As part of a 1961 nationwide administrative effort to consolidate regional economies, Paris as a département became the capital of the new région of the District of Paris. In 1976, it was renamed the Île-de-France région. It encompasses the Paris département and its seven closest départements. Since 1986, its regional council members have been chosen by direct elections.

The prefect of the Paris département, who served as the prefect of the Seine département before 1968, is also the prefect of the Île-de-France région. In 1977, the office lost much of its power, following the creation of the office of mayor of Paris.

==Intercommunality==
Few of the above changes have taken into account Paris's existence as an agglomeration. Unlike in most of France's major urban areas such as Lille and Lyon, there is no intercommunal entity in the Paris urban area. There is no intercommunal council treating the problems of the region's dense urban core as a whole. Paris's alienation of its suburbs is indeed a problem today, and one of the main causes of civil unrest such as the suburban riots in 2005.
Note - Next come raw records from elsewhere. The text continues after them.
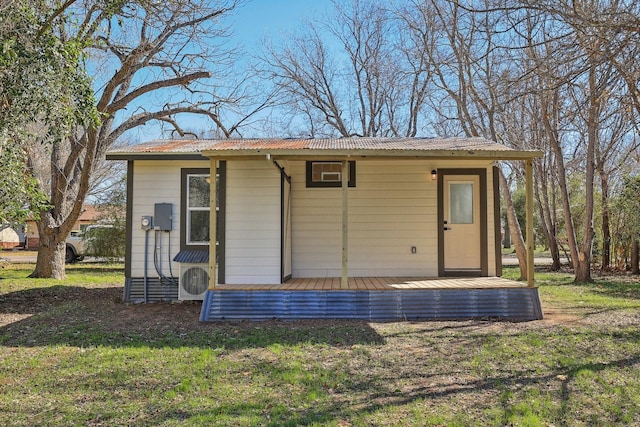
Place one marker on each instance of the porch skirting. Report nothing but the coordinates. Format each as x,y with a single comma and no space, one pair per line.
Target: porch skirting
509,303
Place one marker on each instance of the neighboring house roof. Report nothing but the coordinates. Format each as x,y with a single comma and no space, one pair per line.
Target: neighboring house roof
89,213
477,148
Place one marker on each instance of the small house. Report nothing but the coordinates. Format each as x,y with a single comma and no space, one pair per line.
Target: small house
371,228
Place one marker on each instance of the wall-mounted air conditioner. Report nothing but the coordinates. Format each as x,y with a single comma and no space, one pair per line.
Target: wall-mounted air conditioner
194,281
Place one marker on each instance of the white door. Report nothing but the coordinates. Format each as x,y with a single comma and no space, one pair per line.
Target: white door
462,223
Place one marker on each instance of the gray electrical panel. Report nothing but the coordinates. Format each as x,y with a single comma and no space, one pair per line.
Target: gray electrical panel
162,216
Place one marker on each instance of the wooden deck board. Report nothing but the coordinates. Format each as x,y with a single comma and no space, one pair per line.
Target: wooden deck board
383,283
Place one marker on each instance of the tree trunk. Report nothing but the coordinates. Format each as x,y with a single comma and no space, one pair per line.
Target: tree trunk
51,253
514,227
547,221
583,268
606,228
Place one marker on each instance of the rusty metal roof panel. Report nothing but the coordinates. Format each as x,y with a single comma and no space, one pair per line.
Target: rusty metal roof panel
322,145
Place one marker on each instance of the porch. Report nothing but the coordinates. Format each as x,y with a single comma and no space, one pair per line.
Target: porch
375,299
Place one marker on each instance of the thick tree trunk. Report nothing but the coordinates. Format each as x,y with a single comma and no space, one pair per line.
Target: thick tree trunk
50,261
514,227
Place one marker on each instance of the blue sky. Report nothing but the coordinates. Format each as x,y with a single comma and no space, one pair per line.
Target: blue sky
258,18
250,23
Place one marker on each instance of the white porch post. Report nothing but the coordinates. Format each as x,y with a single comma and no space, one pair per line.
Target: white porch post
529,230
344,283
213,218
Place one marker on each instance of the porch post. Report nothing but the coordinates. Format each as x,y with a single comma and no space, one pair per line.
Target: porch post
529,231
213,218
344,283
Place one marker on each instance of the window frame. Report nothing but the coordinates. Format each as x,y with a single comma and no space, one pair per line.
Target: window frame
185,210
330,184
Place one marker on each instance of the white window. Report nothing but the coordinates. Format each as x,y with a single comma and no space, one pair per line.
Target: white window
198,209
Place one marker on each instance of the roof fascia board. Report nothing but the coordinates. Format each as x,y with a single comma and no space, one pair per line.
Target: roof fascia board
341,154
156,156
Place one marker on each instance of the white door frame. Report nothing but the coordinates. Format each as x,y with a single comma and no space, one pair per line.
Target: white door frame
482,206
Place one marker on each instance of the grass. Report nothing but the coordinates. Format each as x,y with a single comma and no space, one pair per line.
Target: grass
72,354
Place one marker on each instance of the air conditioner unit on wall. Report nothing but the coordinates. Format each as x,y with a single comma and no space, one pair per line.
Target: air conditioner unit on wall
194,281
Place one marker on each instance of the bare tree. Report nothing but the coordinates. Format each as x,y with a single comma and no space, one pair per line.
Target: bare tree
352,74
140,50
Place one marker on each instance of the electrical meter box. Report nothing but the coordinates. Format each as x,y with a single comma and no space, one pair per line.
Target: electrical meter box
162,216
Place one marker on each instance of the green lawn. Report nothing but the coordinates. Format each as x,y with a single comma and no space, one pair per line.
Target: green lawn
73,354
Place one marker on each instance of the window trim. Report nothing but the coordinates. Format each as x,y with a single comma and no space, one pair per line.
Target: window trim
329,184
184,194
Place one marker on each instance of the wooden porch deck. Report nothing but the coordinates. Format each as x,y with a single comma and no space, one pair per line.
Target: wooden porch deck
380,284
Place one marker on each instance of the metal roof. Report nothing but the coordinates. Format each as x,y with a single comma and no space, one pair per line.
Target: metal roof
366,146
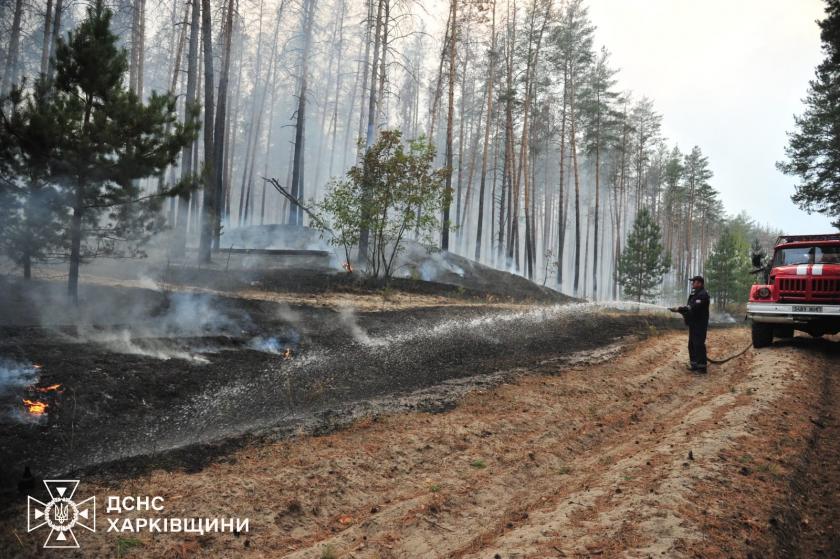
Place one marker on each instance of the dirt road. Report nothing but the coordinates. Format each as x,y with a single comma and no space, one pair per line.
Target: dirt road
632,456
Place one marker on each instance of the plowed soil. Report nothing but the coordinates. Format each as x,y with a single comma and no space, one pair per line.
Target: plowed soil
622,453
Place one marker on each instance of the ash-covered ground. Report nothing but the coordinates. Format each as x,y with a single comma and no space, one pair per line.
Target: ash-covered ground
149,377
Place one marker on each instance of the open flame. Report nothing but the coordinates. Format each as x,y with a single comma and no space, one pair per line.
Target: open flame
45,389
35,407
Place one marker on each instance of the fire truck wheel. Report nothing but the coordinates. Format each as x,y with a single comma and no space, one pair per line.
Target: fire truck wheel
762,334
783,331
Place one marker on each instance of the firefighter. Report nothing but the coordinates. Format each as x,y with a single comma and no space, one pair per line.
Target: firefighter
696,316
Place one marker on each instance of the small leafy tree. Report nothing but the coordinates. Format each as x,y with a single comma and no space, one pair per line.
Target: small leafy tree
393,190
107,138
643,260
728,269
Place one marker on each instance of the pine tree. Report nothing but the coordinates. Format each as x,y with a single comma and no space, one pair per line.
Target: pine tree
31,205
728,269
813,151
643,261
108,138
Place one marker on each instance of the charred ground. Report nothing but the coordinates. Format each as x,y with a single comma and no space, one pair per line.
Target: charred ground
165,378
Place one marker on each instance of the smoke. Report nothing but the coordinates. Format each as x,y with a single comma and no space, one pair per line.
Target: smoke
348,320
15,375
185,315
267,345
123,341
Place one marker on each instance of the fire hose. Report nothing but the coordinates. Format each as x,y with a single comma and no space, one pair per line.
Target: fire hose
718,361
730,358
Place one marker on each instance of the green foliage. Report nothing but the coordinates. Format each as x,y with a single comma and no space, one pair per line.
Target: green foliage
393,190
32,208
727,269
643,261
813,150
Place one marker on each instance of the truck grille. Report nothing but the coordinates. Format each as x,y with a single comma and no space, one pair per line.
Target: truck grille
808,288
791,286
825,285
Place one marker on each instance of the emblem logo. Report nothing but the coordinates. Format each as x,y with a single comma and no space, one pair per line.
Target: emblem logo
61,513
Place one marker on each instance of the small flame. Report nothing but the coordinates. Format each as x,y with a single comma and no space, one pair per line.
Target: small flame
35,407
45,389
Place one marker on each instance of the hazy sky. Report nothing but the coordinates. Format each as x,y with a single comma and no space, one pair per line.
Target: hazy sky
727,75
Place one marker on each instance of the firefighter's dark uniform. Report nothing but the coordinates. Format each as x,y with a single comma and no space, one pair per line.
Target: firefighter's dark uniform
696,315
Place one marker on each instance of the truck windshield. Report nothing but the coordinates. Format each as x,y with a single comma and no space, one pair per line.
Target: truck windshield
807,255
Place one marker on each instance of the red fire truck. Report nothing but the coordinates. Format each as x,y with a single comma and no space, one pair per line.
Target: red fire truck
801,289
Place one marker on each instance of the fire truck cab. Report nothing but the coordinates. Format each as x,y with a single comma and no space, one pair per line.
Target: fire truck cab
801,289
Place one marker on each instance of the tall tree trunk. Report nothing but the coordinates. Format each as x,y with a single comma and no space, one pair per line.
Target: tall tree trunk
12,54
56,33
297,188
208,214
45,49
447,195
597,197
339,74
364,236
179,248
219,133
482,184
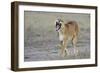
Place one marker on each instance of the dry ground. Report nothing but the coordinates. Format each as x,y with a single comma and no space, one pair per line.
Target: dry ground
41,39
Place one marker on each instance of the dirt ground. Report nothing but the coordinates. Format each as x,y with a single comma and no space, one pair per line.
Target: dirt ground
41,39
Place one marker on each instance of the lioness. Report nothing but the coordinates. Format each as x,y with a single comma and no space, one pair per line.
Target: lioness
66,31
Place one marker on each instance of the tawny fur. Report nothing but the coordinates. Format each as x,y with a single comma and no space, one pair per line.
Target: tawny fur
68,30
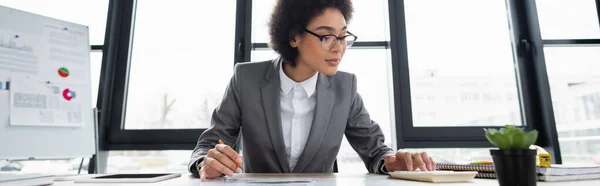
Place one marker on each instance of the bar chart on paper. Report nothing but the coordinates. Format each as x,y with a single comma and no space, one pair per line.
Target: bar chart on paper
45,87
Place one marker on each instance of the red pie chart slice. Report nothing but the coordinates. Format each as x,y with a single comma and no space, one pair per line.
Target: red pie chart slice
63,72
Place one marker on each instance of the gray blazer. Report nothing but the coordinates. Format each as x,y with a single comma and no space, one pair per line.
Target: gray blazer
251,107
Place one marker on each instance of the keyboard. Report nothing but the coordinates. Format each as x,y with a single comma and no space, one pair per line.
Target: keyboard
435,176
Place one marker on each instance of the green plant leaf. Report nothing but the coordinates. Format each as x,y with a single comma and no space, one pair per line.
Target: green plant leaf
497,139
530,138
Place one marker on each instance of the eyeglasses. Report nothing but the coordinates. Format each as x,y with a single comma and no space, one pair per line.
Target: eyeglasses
327,41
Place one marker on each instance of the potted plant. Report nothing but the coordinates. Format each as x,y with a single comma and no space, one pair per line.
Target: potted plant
514,161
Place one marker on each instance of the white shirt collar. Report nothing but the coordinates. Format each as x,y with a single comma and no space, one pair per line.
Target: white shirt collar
287,84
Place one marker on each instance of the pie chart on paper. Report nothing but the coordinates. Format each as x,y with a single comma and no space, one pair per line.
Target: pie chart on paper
63,72
68,94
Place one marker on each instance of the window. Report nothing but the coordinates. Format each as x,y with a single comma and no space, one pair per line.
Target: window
90,13
370,20
568,19
575,89
181,62
96,67
461,57
53,166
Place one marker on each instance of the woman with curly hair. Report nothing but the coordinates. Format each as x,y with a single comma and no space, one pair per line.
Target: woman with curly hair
293,111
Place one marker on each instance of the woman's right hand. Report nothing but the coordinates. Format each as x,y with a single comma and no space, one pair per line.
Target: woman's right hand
220,160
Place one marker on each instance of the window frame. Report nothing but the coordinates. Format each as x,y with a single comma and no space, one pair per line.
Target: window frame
531,77
535,100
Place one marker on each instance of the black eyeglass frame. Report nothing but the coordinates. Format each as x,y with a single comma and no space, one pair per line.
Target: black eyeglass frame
322,37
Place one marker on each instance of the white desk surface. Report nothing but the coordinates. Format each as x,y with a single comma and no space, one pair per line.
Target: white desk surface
325,179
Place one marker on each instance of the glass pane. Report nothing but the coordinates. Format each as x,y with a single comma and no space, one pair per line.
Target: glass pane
176,80
172,161
575,87
90,13
96,67
55,166
461,66
373,85
370,18
568,19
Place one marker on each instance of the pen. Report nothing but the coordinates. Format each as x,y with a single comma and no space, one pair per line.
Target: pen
237,163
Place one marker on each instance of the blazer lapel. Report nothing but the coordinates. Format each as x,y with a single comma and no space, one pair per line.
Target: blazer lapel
272,109
325,101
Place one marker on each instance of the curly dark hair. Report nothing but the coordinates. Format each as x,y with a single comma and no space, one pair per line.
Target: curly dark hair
290,18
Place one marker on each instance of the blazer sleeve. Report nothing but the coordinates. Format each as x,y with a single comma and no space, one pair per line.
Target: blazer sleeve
225,124
365,135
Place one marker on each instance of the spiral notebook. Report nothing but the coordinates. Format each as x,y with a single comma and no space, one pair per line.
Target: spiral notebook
554,173
555,170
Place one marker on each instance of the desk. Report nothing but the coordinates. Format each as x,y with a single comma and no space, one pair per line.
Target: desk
331,179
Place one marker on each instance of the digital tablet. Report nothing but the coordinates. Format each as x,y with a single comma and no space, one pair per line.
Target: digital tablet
128,178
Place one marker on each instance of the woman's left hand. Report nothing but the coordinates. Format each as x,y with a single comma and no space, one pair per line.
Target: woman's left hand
407,161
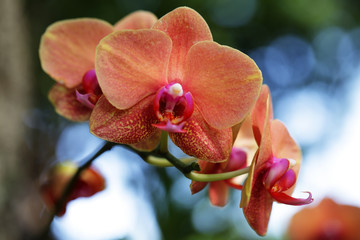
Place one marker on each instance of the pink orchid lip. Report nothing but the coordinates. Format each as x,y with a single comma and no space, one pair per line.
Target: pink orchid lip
90,90
172,107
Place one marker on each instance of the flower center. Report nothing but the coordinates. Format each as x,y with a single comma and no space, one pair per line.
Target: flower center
172,107
89,92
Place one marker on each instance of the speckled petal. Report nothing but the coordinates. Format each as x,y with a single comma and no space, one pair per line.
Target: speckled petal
129,126
223,81
131,65
65,103
67,48
203,141
136,20
148,144
185,27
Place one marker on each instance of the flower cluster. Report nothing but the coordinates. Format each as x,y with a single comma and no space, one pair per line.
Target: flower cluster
145,76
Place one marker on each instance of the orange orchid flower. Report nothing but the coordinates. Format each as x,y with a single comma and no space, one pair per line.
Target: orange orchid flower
326,221
274,169
53,186
173,77
67,54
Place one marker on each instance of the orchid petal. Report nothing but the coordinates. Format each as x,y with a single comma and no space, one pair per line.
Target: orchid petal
255,199
148,144
65,103
245,139
284,198
219,76
129,126
203,141
261,157
218,193
185,27
206,168
136,20
262,107
276,171
284,146
67,48
131,65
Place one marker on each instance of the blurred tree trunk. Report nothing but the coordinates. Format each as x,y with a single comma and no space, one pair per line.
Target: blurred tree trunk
18,219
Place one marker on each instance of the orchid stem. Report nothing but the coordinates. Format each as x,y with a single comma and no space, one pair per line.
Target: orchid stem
69,187
201,177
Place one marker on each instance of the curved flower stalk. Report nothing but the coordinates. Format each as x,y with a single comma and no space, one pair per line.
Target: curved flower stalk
219,190
89,183
327,220
67,54
173,77
274,169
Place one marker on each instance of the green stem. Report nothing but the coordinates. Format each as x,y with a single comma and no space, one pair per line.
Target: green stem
201,177
69,187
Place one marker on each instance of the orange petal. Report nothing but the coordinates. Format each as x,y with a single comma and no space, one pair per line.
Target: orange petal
185,28
255,199
284,146
203,141
224,82
67,48
218,193
257,211
262,107
196,187
136,20
123,126
65,103
131,65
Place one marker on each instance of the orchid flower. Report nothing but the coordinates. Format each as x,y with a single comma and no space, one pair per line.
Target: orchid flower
53,186
174,78
274,169
67,54
219,190
328,220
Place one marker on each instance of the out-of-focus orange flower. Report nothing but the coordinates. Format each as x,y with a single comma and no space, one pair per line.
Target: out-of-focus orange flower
58,177
326,221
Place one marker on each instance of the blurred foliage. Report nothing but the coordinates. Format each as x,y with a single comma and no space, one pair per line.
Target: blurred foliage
270,20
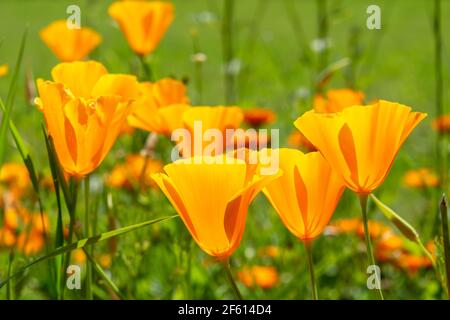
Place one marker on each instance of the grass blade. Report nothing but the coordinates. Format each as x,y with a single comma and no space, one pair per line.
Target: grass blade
86,242
10,98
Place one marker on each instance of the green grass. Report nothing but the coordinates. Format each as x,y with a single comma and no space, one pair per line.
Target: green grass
396,64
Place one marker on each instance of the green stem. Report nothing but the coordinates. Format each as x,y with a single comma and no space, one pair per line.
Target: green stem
446,241
226,266
147,74
10,285
72,206
89,294
227,48
308,247
363,203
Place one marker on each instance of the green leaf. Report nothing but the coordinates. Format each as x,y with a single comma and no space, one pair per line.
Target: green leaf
404,227
85,242
10,98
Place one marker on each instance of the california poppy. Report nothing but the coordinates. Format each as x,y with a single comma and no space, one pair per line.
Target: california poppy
361,142
337,99
212,195
69,44
160,107
305,196
144,23
85,108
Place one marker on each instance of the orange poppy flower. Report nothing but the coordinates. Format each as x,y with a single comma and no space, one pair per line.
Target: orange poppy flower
257,117
337,100
69,44
85,109
128,175
200,120
306,195
161,106
144,23
3,70
361,142
23,230
265,277
442,124
212,195
421,178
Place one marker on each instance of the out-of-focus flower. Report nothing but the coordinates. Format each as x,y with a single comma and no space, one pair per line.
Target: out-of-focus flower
69,44
144,23
361,142
161,106
3,70
199,120
337,100
265,277
297,140
212,195
23,230
307,193
421,178
85,109
16,178
442,124
257,117
269,251
129,174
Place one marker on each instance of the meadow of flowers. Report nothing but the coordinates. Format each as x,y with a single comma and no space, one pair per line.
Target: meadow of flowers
221,149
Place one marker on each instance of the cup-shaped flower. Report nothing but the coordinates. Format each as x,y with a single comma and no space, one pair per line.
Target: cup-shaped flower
85,109
307,193
160,107
361,142
207,127
212,195
69,44
144,23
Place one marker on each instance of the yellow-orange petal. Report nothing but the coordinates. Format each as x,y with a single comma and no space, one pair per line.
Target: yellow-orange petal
69,44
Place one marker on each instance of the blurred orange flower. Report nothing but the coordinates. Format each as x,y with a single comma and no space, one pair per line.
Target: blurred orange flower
85,109
212,195
421,178
3,70
161,106
16,178
144,23
128,175
257,117
306,195
337,100
442,124
297,140
198,120
250,139
23,231
269,251
361,142
265,277
69,44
A direct result of these events are propositions for a more efficient metropolitan structure to cover the city of Paris and some of the suburbs, ranging from a socialist idea of a loose "metropolitan conference" (conférence métropolitaine), to the right-wing idea of a more integrated Grand Paris ("Greater Paris").

==International relations==
Paris and its region host the headquarters of many international organisations, including UNESCO, the Organisation for Economic Co-operation and Development, the International Chamber of Commerce, the Paris Club, the European Space Agency, the International Energy Agency, the Organisation internationale de la Francophonie, the European Union Institute for Security Studies, the International Bureau of Weights and Measures, the International Exhibition Bureau and the International Federation for Human Rights. Paris is today one of the world's leading business and cultural centres. Paris' influences in politics, education, entertainment, media, science, and the arts all contribute to its status as one of the world's major global cities.